There is so much fear and anxiety and worry and uncertainty everywhere. Be different.

Let your clients or customers know you are in this to help them. Remember that just as your vendors have a vested interest in your survival, so do your customers. They don’t want you to fail. They want you to remain in business beyond COVID-19 to be able to take care of their warranties and guarantees, to be their vendor, to have access to your goods and services long after this crisis has passed.  

Your customers are watching and the more they see you out there with a positive and reassuring message, the more reassured they will feel.

Fundamental #3: Adapt your sales process

If your sales process has traditionally been high on in-person interaction, you have to embrace a new reality. Virtual consultations and remote selling are here because people are afraid of or are prohibited from in-person interactions. But these ways of doing business are not a passing fad.  

As younger Millennials and members of Gen Z start to age into your core demographic, their buying and sales process expectations will be heavily virtual and contactless. Catch the wave now so you can turn the flow of sales on in your own business immediately and so you can master this new modality far ahead of the curve. 

Fundamental #4: Go for the long money play in your business

This is a perfect moment to increase your sphere of influence, grow your business-to-business network and expand your list of referral partners. Business owners everywhere are facing the same realities you are facing. Create your list of the top 10 companies in your market that you would love to do business with and build those relationships. Relationships forged in times of crisis are welded with stronger steel, and owners are more likely to respond to a new connection, if made in the right way, in this phase while they, too, are adjusting to a new normal.  

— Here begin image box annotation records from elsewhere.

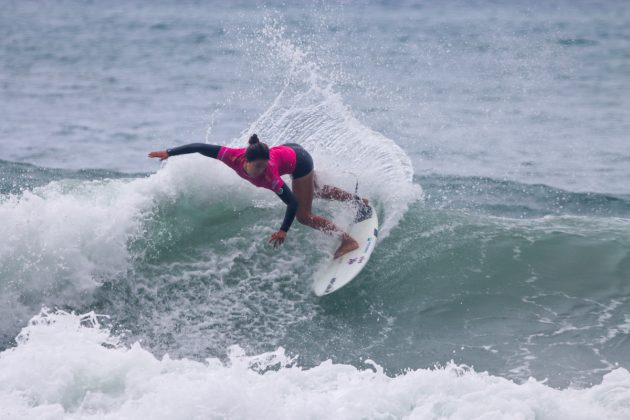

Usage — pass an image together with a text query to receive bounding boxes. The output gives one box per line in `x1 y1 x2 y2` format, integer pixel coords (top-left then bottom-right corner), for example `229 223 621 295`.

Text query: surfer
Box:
149 134 368 258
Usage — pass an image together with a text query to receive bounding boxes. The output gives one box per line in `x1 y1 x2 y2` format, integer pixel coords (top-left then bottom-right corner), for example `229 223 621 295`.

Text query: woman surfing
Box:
149 134 368 258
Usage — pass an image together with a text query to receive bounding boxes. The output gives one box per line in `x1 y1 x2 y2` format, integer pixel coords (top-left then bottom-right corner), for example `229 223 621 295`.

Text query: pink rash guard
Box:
218 146 296 194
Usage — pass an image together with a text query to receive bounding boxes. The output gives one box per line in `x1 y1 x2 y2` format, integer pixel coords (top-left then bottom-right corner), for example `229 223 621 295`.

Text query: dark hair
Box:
245 134 269 162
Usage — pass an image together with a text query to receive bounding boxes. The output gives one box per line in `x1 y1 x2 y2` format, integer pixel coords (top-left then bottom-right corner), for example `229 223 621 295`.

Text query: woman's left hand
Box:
269 230 287 249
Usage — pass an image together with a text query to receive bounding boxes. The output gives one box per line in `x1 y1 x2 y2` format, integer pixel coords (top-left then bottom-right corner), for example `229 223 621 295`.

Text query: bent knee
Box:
296 213 312 225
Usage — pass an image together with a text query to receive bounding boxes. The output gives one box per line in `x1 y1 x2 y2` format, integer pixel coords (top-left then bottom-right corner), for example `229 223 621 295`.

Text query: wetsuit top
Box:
219 146 295 194
166 143 298 232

Fundamental #5: Address safety concerns

While not everyone is terrified of the coronavirus, those who are need reassurance. Communicate more than you think you should about the ways you are adhering to all possible safety protocols. Customers don’t know what actions you are taking to protect them unless you tell them. For those who want to know the details of your social distancing and sanitization protocols, make it easy for them to find that information.

Draft a letter to your customers telling them what you are doing to protect them and send it via email or traditional mail. Make it a publicly available notice with links at the bottom of all of your outbound emails, on your social pages and on your website.

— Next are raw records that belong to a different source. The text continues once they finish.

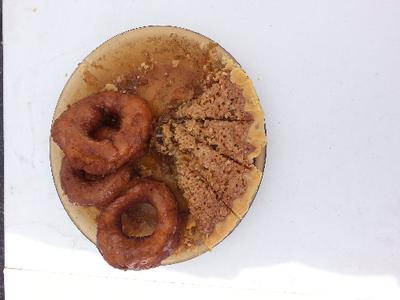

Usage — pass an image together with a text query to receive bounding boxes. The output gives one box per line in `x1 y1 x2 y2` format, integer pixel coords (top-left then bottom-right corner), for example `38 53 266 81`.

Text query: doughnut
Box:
97 179 178 270
51 92 153 175
60 157 132 206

You never know where your clients or potential clients are in their journey with all of this, so it’s a wise and prudent play to break down any barriers that may be preventing them from doing business with you.

COVID-19 has forced all of our hands to secure our fundamentals, to up our game, to modernize. Be fearless in being out there, in front of your ideal clients, ready to serve them, ready to build relationships, ready to tackle any hurdle with optimism and ingenuity, and you will be well on your way to surviving this and thriving beyond it. 

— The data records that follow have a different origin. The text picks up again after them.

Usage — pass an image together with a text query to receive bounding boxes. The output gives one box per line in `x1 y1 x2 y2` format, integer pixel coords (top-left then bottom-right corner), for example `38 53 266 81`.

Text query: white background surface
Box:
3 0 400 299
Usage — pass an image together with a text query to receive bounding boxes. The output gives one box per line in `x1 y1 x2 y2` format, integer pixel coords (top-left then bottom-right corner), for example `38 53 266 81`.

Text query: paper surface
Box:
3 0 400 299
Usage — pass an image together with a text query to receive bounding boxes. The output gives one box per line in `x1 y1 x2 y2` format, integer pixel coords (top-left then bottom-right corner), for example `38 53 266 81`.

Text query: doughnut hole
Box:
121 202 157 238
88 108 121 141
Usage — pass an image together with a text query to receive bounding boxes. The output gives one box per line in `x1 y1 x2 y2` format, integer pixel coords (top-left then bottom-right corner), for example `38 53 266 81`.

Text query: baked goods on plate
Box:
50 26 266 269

Madeleine MacRae is a business coach and sales trainer who focuses on bringing her clients cutting-edge information mixed with just the right amount of inspiration to help them accelerate their success and achieve long-term results. She has helped thousands of companies thrive during the COVID-19 crisis. She is offering complimentary consultations at www.meetme.so/MadeleineMacrae


SIDEBAR: Crisis messaging

The right kind of marketing during a crisis can create sales opportunities. Experts suggest three types of messages:

Positive—Communicate how you are helping the larger community.

Valuable—Develop content that educates, entertains or inspires people.

Empathetic—Make a real connection by showing your human side.